But you can’t hide from fear. There’s no escape from the fear of being alone. It lives on inside us from the moment we are born.
Jan slowly begins to realize, after his conversation about Africa with Martha, that the hotel where his mother and sister are, no longer feels like home. Yet, he feels the obligation and love towards them that makes him conflicted. He reveals that he is afraid of being alone, despite having Maria, which means that he never filled his loneliness with her, never found true home with her. But this loneliness is not filled with his return home either, which indicates that it comes from deep within himself.
If you start out pretending to be something you’re not, you’ll end up in a mess.

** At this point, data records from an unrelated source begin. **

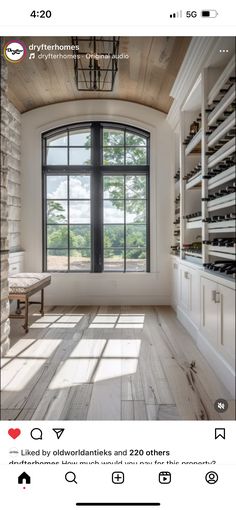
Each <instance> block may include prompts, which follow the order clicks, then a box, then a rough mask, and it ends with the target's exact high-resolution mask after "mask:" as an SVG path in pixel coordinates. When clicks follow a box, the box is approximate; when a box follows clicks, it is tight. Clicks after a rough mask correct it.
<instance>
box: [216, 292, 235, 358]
mask: <svg viewBox="0 0 236 510" xmlns="http://www.w3.org/2000/svg"><path fill="white" fill-rule="evenodd" d="M218 287H219V295H220V303H219V307H220V313H219V315H220V317H219V348H220V351H221V353H222V355H223V356H224V357H225V358H226V359H227V361H229V363H230V364H231V365H232V366H234V359H235V292H234V290H233V289H230V288H228V287H224V286H223V285H219V286H218Z"/></svg>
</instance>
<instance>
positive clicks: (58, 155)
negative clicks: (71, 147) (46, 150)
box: [46, 147, 67, 165]
mask: <svg viewBox="0 0 236 510" xmlns="http://www.w3.org/2000/svg"><path fill="white" fill-rule="evenodd" d="M46 164H47V165H67V148H63V147H58V148H56V147H50V148H47V157H46Z"/></svg>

Maria desperately tries to convince Jan to simplify things and introduce himself directly to his family to avoid misunderstanding (hence the title), but Jan decides to go the harder route. He decides to inspect, test the waters before revealing himself, which can only unnecessarily complicate things and might end up in a mess.
Anything that could last through twenty years of silence deserves the name of love.

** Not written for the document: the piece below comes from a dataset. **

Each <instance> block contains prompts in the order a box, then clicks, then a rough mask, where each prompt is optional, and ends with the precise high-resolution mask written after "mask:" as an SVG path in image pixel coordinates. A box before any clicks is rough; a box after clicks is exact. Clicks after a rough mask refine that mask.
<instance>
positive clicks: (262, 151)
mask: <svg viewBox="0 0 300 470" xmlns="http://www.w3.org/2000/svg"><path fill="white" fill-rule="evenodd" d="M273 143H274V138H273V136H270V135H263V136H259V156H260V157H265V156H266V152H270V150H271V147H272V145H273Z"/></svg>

After discovering that Jan is her son, mother no longer wants to bear the burden of her sorrow and conscience and decides to follow him in the afterlife. She tells Martha that her love for her son is incomparable to her love towards her, and that despite not seeing him in twenty years, it matters little in comparison to her motherly love. This incites extreme jealousy and contempt in Martha, who starts to feel that her brother robbed her of the life she could have had.